By Lucy Piper, Senior medwireNews Reporter

Impaired global longitudinal strain of the right ventricle (GLSRV) predicts adverse outcomes in patients with pulmonary arterial hypertension (PAH), say investigators.

They found that GLSRV correlated significantly with conventional echocardiographic parameters of RV systolic function and, at or above a cutoff of –15.5%, predicted adverse clinical events with a sensitivity of 70% and a specificity of 77%.

Patients with this level of impaired GLSRV also had a lower rate of event-free survival and total survival at 4 years than did patients with preserved GLSRV, at 42% versus 80% and 57% versus 93%, respectively.

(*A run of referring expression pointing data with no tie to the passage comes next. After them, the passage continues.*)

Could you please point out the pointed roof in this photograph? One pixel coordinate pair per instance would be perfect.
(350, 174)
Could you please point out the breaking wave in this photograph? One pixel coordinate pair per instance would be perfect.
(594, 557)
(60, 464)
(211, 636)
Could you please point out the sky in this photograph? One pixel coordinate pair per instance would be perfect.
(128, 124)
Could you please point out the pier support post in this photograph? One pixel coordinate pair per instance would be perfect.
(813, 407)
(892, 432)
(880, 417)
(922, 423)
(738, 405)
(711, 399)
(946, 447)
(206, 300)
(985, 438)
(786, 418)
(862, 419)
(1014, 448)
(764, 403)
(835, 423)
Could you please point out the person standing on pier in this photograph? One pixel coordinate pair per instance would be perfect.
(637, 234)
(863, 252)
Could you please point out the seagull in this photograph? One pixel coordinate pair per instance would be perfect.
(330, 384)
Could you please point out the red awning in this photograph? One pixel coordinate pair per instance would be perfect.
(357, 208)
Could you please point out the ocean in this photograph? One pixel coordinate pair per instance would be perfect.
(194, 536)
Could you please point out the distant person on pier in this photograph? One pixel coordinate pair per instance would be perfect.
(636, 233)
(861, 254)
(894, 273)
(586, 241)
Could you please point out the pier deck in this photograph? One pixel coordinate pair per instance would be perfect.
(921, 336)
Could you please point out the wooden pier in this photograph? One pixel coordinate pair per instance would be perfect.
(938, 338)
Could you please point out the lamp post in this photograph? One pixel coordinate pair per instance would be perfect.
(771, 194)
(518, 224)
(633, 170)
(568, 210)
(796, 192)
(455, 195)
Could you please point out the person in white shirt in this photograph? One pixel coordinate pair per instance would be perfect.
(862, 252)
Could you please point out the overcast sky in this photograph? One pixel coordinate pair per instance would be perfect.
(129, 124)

A total of 51 patients participated in the study, the majority (61%) of whom had World Health Organization class II PAH. The patients’ GLSRV, which included the RV free wall and interventricular septum, was –16.1%, on average, which James Thomas (Northwestern Memorial Hospital, Chicago, Illinois, USA) and co-workers note is considerably lower than the normal value of about –28.0%.

“In PAH patients, chronic pressure and volume overload of RV leads to both structural and functional changes”, they explain in the Journal of Cardiovascular Ultrasound.

GLSRV correlated significantly with RV fractional area change, tricuspid annular plane systolic excursion and RV Tei index, as well as with pulmonary vascular resistance and B-natriuretic peptide concentration.

During a follow-up of 45 months, 12 patients died, two underwent lung transplantation and 15 were admitted to hospital due to worsening heart failure. The only factors predictive of these events after multivariate analysis were GLSRV and age.

Not only was a lower GLSRV independently associated with adverse clinical events and death, it also improved the predictions associated with having a tricuspid annular plane systolic excursion below 1.5 cm or pericardial effusion.

The researchers acknowledge that “[a] prospective study with a large number of patients with an objective comparison method will be needed to confirm the correlations and the clinical impact of this [GLSRV] measurement.”

But point out that “[w]ith RV strain validated as an important prognostic variability in PAH patients, it will be critical to test whether it can serve as a surrogate endpoint for novel therapies in PAH.”

They conclude: “If improvement in GLSRV with vasodilator or other intervention identifies those with better clinical outcomes, then drug development in PAH could be accelerated.”